Chapter 3. Perception of Sound

You will recall that sound is a cause-and-effect phenomenon. It is one thing to understand the physical, or objective, behavior of sound, but in audio production it is also essential to understand the psychological, or subjective, characteristics of sound.

The Frequency Spectrum

Psychologically, and in musical terms, we perceive frequency as pitch—the relative tonal highness or lowness of a sound. The more times per second a sound source vibrates, the higher its pitch. Middle C (C4) on a piano vibrates 261.63 times per second, so its fundamental frequency is 261.63 Hz. The A note above middle C has a frequency of 440 Hz, so the pitch is higher. The fundamental frequency is also called the first harmonic or primary frequency. It is the lowest, or basic, pitch of a musical instrument.

The range of audible frequencies, or the sound frequency spectrum, is divided into sections, each with a unique and vital quality. The usual divisions in Western music are called octaves. An octave is the interval between any two frequencies that have a tonal ratio of 2:1.

The range of human hearing covers about 10 octaves, which is far greater than the comparable range of the human eye; the visible light frequency spectrum covers less than one octave. The ratio of highest to lowest light frequency visible to humans is barely 2:1, whereas the ratio of the human audible frequency spectrum is 1,000:1.

Starting with 20 Hz, the first octave is 20 to 40 Hz; the second, 40 to 80 Hz; the third, 80 to 160 Hz; and so on. Octaves are grouped into bass, midrange, and treble and are further subdivided as follows (see Figure 3-1).

Sound frequency spectrum and subjective responses to increases and decreases in various ranges.

Figure 3-1. Sound frequency spectrum and subjective responses to increases and decreases in various ranges.
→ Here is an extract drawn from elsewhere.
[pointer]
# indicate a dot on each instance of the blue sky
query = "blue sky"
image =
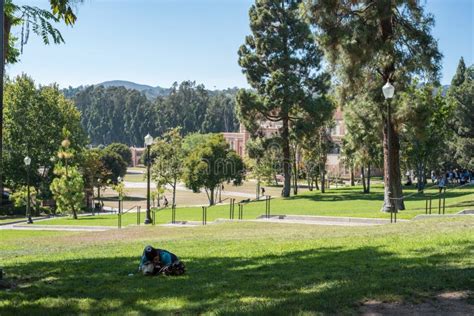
(157, 42)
  • Low bass—First and second octaves (20 to 80 Hz). These are the frequencies associated with power, boom, and fullness. There is little musical content in the lower part of this range. In the upper part of the range are the lowest notes of the piano, organ, tuba, and bass and the fundamental of the bass (kick) drum. A fundamental, also called the first harmonic or primary frequency, is the lowest, or basic, pitch of a musical instrument (see “Timbre” later in this chapter). Sounds in these octaves need not occur often to maintain a sense of fullness. If they occur too often, or at too loud a level, the sound can become thick or overly dense. Most loudspeakers are capable of reproducing few, if any, of the first-octave frequencies. Loudspeakers that can reproduce second-octave frequencies often do so with varying loudness levels.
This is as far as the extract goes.